Most of the inputs are self-explanatory due to the comments initiated by the hash symbol # after the entries. Furthermore, the standard SLHA blocks match the universal convention of Ref. [97]. Some of the inputs, though, require further comments. In the Block mass all parameters have the expected function, except for the top and the bottom mass, Block mass[6] and Block mass[5], respectively. While the former only affects and is required for the shower, the latter can be omitted completely. Instead, due to the link to SusHi the top mass that is used for the top loop and the top Yukawa is set in Block sminputs[6] and is expected to be on-shell. For the bottom mass, on the other hand, SusHi allows for three different choices: on-shell scheme or \(\overline{\text {MS}}\) scheme with \(m_b(m_b)\) or \(m_b(\mu _\mathrm{R})\), which can be switched in Block renormbot[1] by a value between 1 and 3.Footnote 7 Also here the recommendation is to use the on-shell scheme which according to Refs. [18, 98] ensures the cancelation of large logarithms \(\ln (m_{h}/m_b)\) at NLO QCD, while the \(\overline{\text {MS}}\) scheme does not, due to an incomplete resummation of these terms. The on-shell \(m_b\) value is determined by Block renormbot[4], while when the \(\overline{\text {MS}}\) scheme is chosen the corresponding input of \(m_b(m_b)\) is set in Block sminputs[5]. The other entries of Block sminputs again have the same impact as in the usual MadGraph5_aMC@NLO code. The same is true for Block yukawa.
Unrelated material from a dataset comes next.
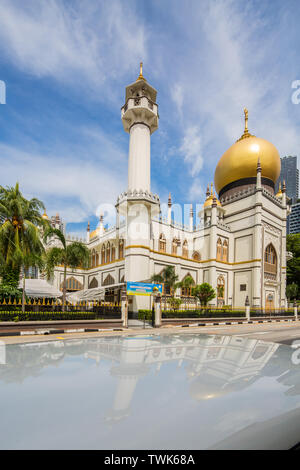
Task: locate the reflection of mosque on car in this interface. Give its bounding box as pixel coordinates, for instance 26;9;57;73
0;335;300;422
For the decay of light and heavy Higgs bosons one may specify a finite width of the Higgs boson in the respective BSM scenario by using Decay 25 irrespective of whether the light or the heavy Higgs boson is considered. At this point we shall remark that the particle identification number in the generated event files is always 25 regardless of the Higgs boson under consideration.Footnote 8 This is irrelevant for the production (which is correctly computed through the SusHi amplitudes), but it plays a role for the decay where the shower will consider particle 25 to be the light Higgs, which is indeed fine for any scalar Higgs, but a problem for pseudo-scalar ones. Therefore, decays of a pseudo-scalar Higgs are currently not supported in the official version of aMCSusHi. A user interested in decaying the pseudo-scalar Higgs is strongly encouraged to contact us.
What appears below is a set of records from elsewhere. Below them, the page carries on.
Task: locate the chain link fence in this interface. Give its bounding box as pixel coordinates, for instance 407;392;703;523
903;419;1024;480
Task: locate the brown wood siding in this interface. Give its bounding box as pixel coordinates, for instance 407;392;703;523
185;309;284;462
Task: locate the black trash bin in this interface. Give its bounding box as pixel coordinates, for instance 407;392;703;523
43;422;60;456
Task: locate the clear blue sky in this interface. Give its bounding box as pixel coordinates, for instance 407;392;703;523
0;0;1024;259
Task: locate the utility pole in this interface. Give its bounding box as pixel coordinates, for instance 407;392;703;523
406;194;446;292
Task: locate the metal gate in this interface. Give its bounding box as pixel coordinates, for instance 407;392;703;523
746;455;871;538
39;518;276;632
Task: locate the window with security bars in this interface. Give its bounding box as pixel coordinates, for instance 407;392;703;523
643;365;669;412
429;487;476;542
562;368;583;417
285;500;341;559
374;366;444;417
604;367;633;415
The other parameters are relevant to SusHi. Block sushi[1] chooses the model with the three options SM (Block sushi[1] \(=0\)), MSSM (Block sushi[1] \(=1\)) and 2HDM (Block sushi[1] \(=2\)). The second entry of Block sushi determines the Higgs boson: light Higgs (Block sushi[2] \(=11\) or 0), pseudo-scalar Higgs (Block sushi[2] \(=21\) or 1) and heavy Higgs (Block sushi[2] \(=12\) or 2). The choice of the masses of the relevant Higgs bosons depends on the model. As stated before, Block mass[25] sets the Higgs mass in the SM. In the 2HDM, this entry corresponds to the mass of the light Higgs boson, while Block mass[35] and Block mass[36] specify the input for the heavy and the pseudo-scalar Higgs, respectively. All other 2HDM inputs are set in the information for SusHi. For reference, we give an example of the corresponding inputs for a heavy Higgs in the 2HDM belowFootnote 9:

figure d

Additionally to the inputs which we defined already for the SM the following parameters have to be set in the 2HDM: Block renormbot[2] specifies whether or not a resummationFootnote 10 of terms enhanced by \(\tan (\beta )\) is applied through reweighting of the bottom Yukawa coupling as described in Ref. [74]; Block 2hdm determines which type of the 2HDM is used; the value of \(\tan (\beta )\) is set through Block minpar[3]; and the mixing angle \(\alpha \) corresponds to the entry in Block alpha.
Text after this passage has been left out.